Laparoscopic repair of athletic pubalgia is a precise surgical procedure developed by MIMIS surgeons and performed by only a few surgeons in the world. Dr. Richard Cattey, chief of surgery at Columbia St. Mary’s Ozaukee Campus and a founding member of MIMIS, is known worldwide for his expertise in athletic pubalgia operations.

Dr. Cattey has a 100% success rate for surgeries of this type. This innovative surgical technique has allowed MIMIS athletic patients, including Olympic competitors, to successfully return to their sport of choice.

Most people think of hip injuries when they consider fractures associated with osteoporosis. Actually, osteoporosis causes 700,000 spinal fractures every year - - twice as many as hip fractures.

In the past, when an elderly person suffered such a fracture, the treatment was bed rest, pain medications and back braces. If these treatments failed, the only other option was surgery, but it was often painful, had complications and did not restore the spine’s original shape. All that has changed with a new, minimally invasive technique called kyphoplasty.

Kyphoplasty involves a small incision of only 1-2 centimeters into which a specially-designed surgical balloon is inserted to open the collapsed bone. The process is similar to angioplasty, in which a balloon is used to open up a compressed artery that is blocked by plaque, “but you put a stent in the artery in angioplasty, and here, you also put (surgical) cement into the structure,” according to Dr. Stephen Robbins, orthopaedic surgeon at Columbia St. Mary’s Hospital Milwauee and MIMIS physician.

Studies show a 90% success rate in the reduction of pain. The day after surgery, patients are discharged and they can return to their normal activities, pain-free. “The problem is fixed almost instantaneously,” added Dr. Robbins.

The surgery can also prevent or improve kyphosis or “dowager’s hump” the spinal deformity that can cause additional health problems. Kyphosis can make walking, eating and sleeping painful or difficult. Even more threatening are the health risks associated with kyphosis such as breathing impairment and compounding health problems such as additional spinal fractures. “The procedure has had very good results in pain resolution and some improvement in deformity,” concludes Dr. Robbins.
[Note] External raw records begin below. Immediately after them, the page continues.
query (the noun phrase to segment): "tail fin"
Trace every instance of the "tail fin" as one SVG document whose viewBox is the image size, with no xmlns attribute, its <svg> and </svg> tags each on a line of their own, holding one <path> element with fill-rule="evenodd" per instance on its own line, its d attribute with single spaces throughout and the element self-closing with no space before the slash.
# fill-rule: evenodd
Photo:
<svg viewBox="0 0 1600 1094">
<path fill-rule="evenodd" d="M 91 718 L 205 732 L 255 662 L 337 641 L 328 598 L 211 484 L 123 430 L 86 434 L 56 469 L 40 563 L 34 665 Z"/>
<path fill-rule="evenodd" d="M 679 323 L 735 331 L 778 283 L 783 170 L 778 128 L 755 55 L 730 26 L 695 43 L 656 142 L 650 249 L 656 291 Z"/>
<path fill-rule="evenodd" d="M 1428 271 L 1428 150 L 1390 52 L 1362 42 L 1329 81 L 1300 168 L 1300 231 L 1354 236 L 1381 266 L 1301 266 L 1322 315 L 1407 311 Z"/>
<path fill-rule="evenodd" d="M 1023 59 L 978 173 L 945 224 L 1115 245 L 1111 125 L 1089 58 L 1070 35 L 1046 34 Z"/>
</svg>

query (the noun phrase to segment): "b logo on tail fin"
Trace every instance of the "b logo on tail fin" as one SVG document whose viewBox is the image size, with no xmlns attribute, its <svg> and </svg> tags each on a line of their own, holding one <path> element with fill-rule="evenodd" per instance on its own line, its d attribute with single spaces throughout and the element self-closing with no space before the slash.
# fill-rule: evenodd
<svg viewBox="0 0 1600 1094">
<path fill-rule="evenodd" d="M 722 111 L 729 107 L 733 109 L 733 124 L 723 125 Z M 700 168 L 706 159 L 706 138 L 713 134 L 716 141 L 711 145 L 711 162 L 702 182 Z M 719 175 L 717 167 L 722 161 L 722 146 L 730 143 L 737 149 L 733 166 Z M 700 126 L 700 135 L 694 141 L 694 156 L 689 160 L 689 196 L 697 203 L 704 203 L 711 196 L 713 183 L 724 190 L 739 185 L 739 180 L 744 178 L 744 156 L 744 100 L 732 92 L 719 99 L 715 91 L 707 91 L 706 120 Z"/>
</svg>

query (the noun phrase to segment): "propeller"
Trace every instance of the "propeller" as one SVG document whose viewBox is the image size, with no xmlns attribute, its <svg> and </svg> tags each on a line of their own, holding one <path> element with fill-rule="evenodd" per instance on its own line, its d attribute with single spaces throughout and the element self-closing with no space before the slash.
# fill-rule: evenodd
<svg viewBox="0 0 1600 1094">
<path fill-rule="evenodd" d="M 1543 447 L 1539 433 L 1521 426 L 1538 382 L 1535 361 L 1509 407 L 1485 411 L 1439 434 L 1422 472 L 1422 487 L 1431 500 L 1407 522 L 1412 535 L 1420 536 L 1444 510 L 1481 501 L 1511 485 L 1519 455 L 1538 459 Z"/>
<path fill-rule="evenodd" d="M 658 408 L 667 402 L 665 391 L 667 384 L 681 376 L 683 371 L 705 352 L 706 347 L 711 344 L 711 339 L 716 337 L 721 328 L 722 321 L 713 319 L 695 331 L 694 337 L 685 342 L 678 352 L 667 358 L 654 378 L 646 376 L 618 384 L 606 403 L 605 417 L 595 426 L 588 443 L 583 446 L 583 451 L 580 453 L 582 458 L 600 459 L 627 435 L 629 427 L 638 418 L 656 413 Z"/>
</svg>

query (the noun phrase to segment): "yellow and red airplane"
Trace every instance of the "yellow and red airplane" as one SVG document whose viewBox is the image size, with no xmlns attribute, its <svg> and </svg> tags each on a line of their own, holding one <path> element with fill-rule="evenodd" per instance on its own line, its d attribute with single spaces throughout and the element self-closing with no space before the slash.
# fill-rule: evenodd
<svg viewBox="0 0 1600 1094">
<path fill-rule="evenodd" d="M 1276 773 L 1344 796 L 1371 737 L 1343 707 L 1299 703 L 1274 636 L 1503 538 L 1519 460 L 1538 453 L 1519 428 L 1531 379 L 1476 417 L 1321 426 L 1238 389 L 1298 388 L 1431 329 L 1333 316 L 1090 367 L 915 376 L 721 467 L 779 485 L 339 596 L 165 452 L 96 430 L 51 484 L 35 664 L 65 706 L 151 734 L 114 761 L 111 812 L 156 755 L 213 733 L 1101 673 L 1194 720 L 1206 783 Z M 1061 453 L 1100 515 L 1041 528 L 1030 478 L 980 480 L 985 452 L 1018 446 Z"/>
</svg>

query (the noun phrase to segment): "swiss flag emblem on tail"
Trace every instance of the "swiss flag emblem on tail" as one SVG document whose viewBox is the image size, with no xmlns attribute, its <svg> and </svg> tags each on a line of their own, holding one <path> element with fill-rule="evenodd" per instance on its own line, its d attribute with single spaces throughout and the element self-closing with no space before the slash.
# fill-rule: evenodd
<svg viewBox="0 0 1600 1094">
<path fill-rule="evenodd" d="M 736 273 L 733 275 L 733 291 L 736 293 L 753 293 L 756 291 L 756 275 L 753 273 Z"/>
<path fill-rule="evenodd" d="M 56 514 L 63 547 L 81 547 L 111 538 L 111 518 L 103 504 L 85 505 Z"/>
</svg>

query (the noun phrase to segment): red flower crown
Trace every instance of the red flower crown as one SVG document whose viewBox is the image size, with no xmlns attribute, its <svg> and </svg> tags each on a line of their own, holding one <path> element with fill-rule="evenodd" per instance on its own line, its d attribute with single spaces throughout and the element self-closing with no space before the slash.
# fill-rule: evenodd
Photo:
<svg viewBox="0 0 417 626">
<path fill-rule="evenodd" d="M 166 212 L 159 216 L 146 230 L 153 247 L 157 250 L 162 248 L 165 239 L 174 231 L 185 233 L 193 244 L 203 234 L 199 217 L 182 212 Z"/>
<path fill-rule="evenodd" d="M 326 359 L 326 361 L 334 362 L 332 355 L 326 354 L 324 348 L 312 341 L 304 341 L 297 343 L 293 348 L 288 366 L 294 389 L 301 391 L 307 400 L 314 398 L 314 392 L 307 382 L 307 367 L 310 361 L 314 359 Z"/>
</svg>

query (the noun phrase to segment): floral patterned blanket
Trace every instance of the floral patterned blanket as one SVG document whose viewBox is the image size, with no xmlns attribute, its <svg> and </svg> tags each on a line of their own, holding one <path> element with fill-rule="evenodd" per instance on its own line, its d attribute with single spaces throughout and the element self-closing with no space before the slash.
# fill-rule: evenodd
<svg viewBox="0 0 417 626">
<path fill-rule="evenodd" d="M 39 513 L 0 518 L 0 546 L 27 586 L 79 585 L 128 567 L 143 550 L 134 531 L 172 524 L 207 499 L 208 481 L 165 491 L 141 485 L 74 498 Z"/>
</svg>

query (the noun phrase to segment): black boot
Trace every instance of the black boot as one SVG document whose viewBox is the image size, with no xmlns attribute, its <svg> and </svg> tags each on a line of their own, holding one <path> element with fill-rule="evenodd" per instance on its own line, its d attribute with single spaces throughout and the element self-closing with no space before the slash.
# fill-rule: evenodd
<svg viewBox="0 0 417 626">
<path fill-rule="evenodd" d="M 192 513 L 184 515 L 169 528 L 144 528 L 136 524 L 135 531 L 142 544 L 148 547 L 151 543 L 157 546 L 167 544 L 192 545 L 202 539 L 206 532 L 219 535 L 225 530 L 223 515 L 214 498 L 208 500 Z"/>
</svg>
Today, Dr. Lyle Henry and Dr. Charles Koh, co-directors of the institute, and the MIMIS team of physicians continually integrate new procedures and improve upon existing ones to deliver state-of-the-art laparoscopic treatment. While not all surgeries can be done laparoscopically, many can and should be offered if the choice is available, according to Dr. Henry. “If it’s an option, and frequently it is, the biggest hold-up is that some surgeons just don’t do it” he said. “People need to see a surgeon who has extensive laparoscopic experience, and we are going to continue to push the envelope … as long as it can be done safely,” Dr. Henry concluded.